I called the suicide hotline and threatened suicide just too finally see a doctor. Is it wrong? Did I exaggerate somethings? I do not believe it was wrong as the thoughts were there and why should I wait until the gun is in my mouth? I exaggerated to get myself in there so I could actually see a doctor. Besides my mental status I also have back problems that have not been completely taken care of and I live in pain 24/7 as many vets do. After months of no actual appointment set or any additional help I saw a doctor, got my medications transferred over from other insurance, new medications, and follow up appointments. Finally, I got things set up! No. No I did not. My follow up was today and it was with a nurse who then said my appointment would be in 6-7 weeks to see the psychiatrist and I already have an appoint with my new primary care doctor in 2 months. I was back square one. Already knowing the answer I asked the nurse if he had heard or read my actual story as to why I admitted myself. Of course, the answer was no. Again there is no communication or it is just negligence on the staff’s part. Who wants to repeat their story 50 times? No one, so I did get an attitude about it then next thing I know I have an earlier appointment but it was with another nurse. I left there with them well informed of my displeasure with this situation. Once I got home I “coincidently” got a call for the first time ever from the Choice program to schedule an appointment with a civilian doctor.
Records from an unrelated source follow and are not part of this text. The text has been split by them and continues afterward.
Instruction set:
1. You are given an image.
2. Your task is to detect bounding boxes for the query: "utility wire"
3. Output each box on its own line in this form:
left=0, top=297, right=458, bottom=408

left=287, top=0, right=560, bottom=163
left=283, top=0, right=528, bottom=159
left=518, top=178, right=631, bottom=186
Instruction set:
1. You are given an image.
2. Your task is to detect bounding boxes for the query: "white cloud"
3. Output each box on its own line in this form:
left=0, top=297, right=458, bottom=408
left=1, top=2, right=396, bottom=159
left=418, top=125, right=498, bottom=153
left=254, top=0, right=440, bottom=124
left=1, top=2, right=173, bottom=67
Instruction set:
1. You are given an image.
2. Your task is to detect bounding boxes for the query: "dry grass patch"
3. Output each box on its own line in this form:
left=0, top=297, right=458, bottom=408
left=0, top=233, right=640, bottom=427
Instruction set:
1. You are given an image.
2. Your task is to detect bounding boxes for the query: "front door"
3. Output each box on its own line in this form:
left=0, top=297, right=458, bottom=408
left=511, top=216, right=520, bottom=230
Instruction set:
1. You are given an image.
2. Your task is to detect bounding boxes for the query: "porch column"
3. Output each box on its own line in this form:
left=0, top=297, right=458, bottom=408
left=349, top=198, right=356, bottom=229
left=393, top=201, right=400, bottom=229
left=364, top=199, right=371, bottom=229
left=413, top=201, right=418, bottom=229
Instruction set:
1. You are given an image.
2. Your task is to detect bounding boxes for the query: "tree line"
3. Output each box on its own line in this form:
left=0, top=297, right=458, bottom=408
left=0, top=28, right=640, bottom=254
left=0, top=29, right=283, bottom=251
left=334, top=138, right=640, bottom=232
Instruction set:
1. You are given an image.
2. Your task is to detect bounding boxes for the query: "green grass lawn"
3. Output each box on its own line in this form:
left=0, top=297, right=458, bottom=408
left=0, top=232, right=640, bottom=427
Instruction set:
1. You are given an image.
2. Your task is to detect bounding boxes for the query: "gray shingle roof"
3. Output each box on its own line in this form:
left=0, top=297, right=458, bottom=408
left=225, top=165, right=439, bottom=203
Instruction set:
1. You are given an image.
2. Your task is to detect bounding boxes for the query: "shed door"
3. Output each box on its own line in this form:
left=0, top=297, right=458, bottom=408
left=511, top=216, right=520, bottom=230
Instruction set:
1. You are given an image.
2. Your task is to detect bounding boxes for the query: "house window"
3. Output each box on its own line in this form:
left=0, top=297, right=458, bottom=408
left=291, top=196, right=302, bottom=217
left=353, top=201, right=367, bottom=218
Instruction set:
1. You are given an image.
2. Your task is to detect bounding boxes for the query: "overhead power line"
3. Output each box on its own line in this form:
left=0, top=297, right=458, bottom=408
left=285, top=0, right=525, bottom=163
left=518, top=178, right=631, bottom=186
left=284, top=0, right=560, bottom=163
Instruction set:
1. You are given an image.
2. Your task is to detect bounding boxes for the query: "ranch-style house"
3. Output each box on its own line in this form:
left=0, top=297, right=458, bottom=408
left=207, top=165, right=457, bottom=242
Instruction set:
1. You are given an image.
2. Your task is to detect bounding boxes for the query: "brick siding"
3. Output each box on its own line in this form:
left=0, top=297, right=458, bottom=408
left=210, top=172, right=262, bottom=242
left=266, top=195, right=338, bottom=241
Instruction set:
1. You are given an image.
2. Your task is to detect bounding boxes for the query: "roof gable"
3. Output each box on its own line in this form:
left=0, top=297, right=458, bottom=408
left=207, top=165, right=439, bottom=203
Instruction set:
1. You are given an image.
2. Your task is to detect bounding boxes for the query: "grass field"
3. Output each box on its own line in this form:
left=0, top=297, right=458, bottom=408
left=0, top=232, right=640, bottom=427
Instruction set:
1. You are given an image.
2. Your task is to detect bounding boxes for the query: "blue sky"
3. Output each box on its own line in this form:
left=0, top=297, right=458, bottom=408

In conclusion to this article, through all the run arounds I found that the hotline works. I am not saying call the hotline like I did to get a doctor as we do not want it to start becoming an issue to where vets in need on are on hold. Additionally, I feel it is important to acknowledge that not all VA hospitals are the same as I was in the Phoenix, Arizona facility. It was brought to my attention that if you are having thoughts but not fully to the point of planning suicide you can still go to the emergency room at the VA to make sure you see a doctor and do not let them push you away. I also recommend being serious about admission to the hospital as you could be in there for a minimum of 7 days, this would not be ideal if you are not needing full time attention as you will not want to stay and take a bed from someone who could truly need it. What I did was maybe wrong but I needed help and I knew I was not the only one. My wife is a veteran of Navy as well and has had trouble getting appointments so indeed was doing it for her as well once I got in to see what was going on. I recommend giving the VA staff a break as well since they are not really the problem. Once taking this claim to the patient advocate executives we agreed it is a coordination problem which really needs to be corrected. Remember to use the hotline if you are planning suicide because I promise it will get better and you deserve the chance to move on. Check for support groups in your area and they are not what you expect as you will be joining people who just get it. Once you have your appointments scheduled and need to talk to your doctor just use myhealthvet.va.com, where you can also order your DD 214 and medical records. The portal is constantly being worked on but what is not being worked on in the VA?